“But …,” Grady repeats distantly.
“Suddenly in the last moments of the trial, the door opened and another soldier, as unappealing as the others, strode into the room. He bore a striking and uncanny resemblance to the prisoner in the dock. The real husband had returned at last and all present sadly recognized him for he had lost none of his cruel and dour bearing. The prisoner admitted to the deception and was duly guilty of imposture, falsehood, substitution of name and person, adultery, rape, plagiary and larceny.”
Grady stirs beside her. “Imagine that,” he says. “1500. Things like that wouldn’t happen today. People aren’t as …” He laughs. “Women aren’t as thoughtful.”
“He was put to death,” the girl says. “She murdered him. The father of her son. And she had loved him, but only in thinking that he was another. Touch, word, act, daily passion and affection meant nothing you see. It wasn’t even a matter of fidelity.”
“What became of her?”
The girl shrugs. “Stories stop,” she says.
“But I must draw a conclusion from this?” he says slowly, puzzled. “There is something that applies?
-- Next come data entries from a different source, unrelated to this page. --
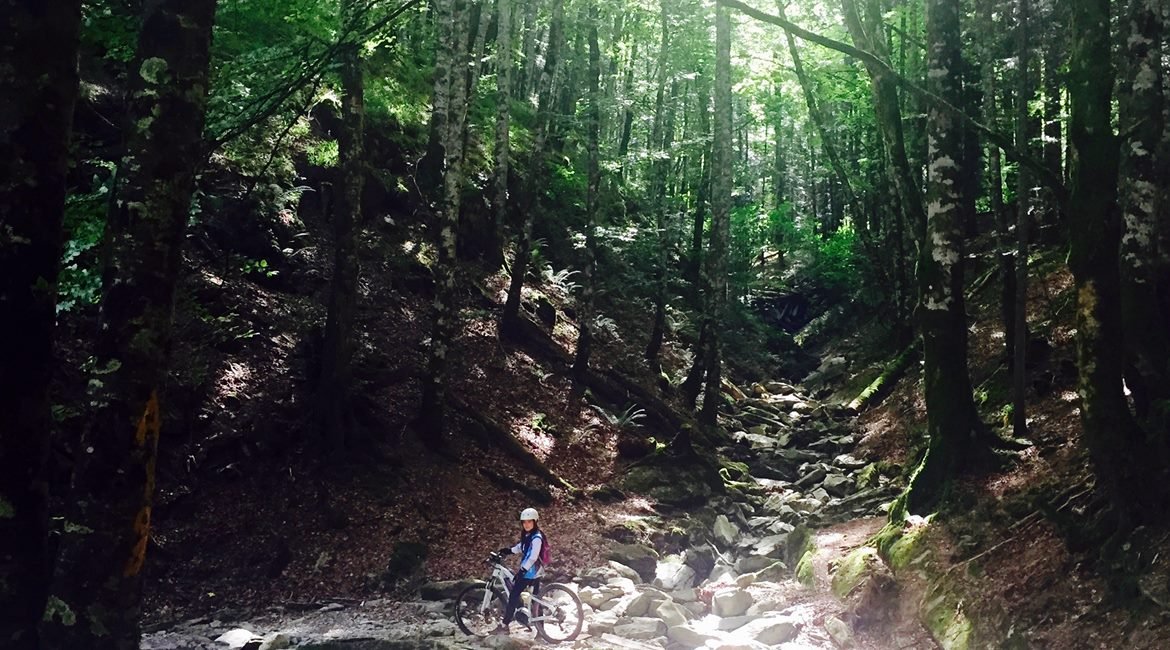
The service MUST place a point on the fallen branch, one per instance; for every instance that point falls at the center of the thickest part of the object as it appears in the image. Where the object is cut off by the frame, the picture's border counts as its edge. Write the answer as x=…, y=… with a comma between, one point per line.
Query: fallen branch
x=879, y=387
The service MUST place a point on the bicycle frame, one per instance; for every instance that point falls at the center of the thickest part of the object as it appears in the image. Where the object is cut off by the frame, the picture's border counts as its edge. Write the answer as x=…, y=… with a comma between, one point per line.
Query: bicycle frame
x=503, y=576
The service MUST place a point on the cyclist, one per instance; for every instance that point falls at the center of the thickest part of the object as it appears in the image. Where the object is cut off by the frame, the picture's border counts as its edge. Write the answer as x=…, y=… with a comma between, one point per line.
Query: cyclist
x=530, y=569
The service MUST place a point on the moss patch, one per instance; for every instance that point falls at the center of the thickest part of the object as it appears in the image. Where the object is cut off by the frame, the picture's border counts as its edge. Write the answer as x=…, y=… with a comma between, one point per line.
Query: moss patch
x=944, y=617
x=805, y=573
x=853, y=569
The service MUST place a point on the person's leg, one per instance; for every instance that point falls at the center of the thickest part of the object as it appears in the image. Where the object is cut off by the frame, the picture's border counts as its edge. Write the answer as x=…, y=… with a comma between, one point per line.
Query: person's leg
x=514, y=601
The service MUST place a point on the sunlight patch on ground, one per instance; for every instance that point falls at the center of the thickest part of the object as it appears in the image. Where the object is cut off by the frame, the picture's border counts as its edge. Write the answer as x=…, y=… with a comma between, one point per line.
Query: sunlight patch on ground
x=233, y=379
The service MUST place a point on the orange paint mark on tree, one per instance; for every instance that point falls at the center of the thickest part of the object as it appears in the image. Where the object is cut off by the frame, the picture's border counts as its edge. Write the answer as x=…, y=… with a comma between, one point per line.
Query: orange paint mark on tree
x=146, y=438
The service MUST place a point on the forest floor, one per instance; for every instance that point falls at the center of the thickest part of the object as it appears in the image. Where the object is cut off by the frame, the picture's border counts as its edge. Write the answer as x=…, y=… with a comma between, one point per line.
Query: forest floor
x=253, y=523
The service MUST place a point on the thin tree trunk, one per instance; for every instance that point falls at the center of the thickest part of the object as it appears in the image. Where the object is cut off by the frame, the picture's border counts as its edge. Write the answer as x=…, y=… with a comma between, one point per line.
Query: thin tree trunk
x=627, y=118
x=1121, y=458
x=866, y=35
x=952, y=423
x=661, y=137
x=1053, y=59
x=721, y=214
x=695, y=268
x=1143, y=168
x=432, y=413
x=528, y=63
x=38, y=95
x=827, y=142
x=996, y=186
x=1024, y=91
x=96, y=593
x=334, y=398
x=503, y=118
x=432, y=166
x=536, y=175
x=593, y=188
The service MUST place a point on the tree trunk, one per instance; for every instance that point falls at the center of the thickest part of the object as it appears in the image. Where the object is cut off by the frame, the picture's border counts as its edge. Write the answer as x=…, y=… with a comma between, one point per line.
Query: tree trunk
x=1143, y=264
x=38, y=94
x=432, y=413
x=447, y=48
x=334, y=389
x=661, y=137
x=627, y=117
x=996, y=185
x=866, y=35
x=593, y=188
x=1024, y=91
x=96, y=594
x=827, y=142
x=536, y=175
x=1053, y=59
x=721, y=214
x=952, y=423
x=695, y=267
x=1121, y=458
x=503, y=117
x=528, y=63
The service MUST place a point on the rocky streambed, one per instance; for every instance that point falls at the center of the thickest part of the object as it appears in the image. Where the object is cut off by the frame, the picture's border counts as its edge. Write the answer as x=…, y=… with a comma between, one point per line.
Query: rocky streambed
x=743, y=552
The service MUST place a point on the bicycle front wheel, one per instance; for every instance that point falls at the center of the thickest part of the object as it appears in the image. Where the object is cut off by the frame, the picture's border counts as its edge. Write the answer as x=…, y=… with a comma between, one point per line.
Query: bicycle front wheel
x=561, y=614
x=479, y=610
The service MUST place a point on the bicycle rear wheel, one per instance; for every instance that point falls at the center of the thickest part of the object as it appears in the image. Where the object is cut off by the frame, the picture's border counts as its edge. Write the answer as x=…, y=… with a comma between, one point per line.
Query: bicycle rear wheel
x=561, y=615
x=472, y=616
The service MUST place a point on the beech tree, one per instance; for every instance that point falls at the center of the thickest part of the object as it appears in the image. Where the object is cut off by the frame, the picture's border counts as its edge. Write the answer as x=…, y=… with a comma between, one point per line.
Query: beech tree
x=38, y=94
x=95, y=596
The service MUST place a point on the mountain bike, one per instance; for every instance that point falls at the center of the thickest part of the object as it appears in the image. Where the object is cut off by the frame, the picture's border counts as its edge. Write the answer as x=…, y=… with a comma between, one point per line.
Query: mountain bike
x=556, y=612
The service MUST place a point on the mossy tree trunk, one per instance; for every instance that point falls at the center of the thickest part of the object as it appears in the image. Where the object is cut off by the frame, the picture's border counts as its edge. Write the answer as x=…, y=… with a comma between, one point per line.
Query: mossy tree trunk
x=1024, y=91
x=1144, y=261
x=721, y=216
x=1127, y=471
x=662, y=138
x=335, y=387
x=504, y=63
x=866, y=28
x=432, y=414
x=952, y=423
x=38, y=94
x=95, y=597
x=537, y=174
x=592, y=191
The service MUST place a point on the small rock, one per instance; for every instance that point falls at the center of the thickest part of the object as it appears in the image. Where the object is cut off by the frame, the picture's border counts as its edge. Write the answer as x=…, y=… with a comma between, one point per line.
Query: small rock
x=642, y=559
x=672, y=614
x=280, y=641
x=641, y=603
x=812, y=478
x=749, y=564
x=730, y=602
x=771, y=630
x=731, y=623
x=640, y=628
x=673, y=574
x=687, y=636
x=839, y=631
x=838, y=485
x=601, y=622
x=624, y=571
x=624, y=583
x=239, y=638
x=724, y=531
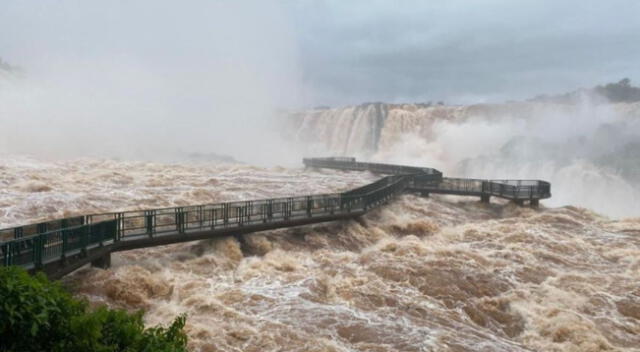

There is you and me and the third who always walks beside us?”
The girl rattles the ice cubes in her empty glass. Unseen, the hounds are baying again in the woods. They are famous hounds. She can feel them. They race across the tightening band that grips her head. They are eternal and usually sleeping, but they have always awakened to seize the souls of the dead if one happens to lament them too loudly or too soon.
“Who is to be accused of imposture in our trinity?” Grady asks playfully.
The hounds are hurting her head. They run and run. She rubs her head with an ice cube. “I don’t know,” she says. “I want to tell you about Daddy.”
THERE ARE NO HOUNDS in the vicinity of the sorority house. The housemother has a dog but it is a cocker spaniel. It lacks both voice and genitalia. The housemother had the veterinarian remove its bark and compromising organs. It hardly seems a dog. It is more of an experiment that is still going on.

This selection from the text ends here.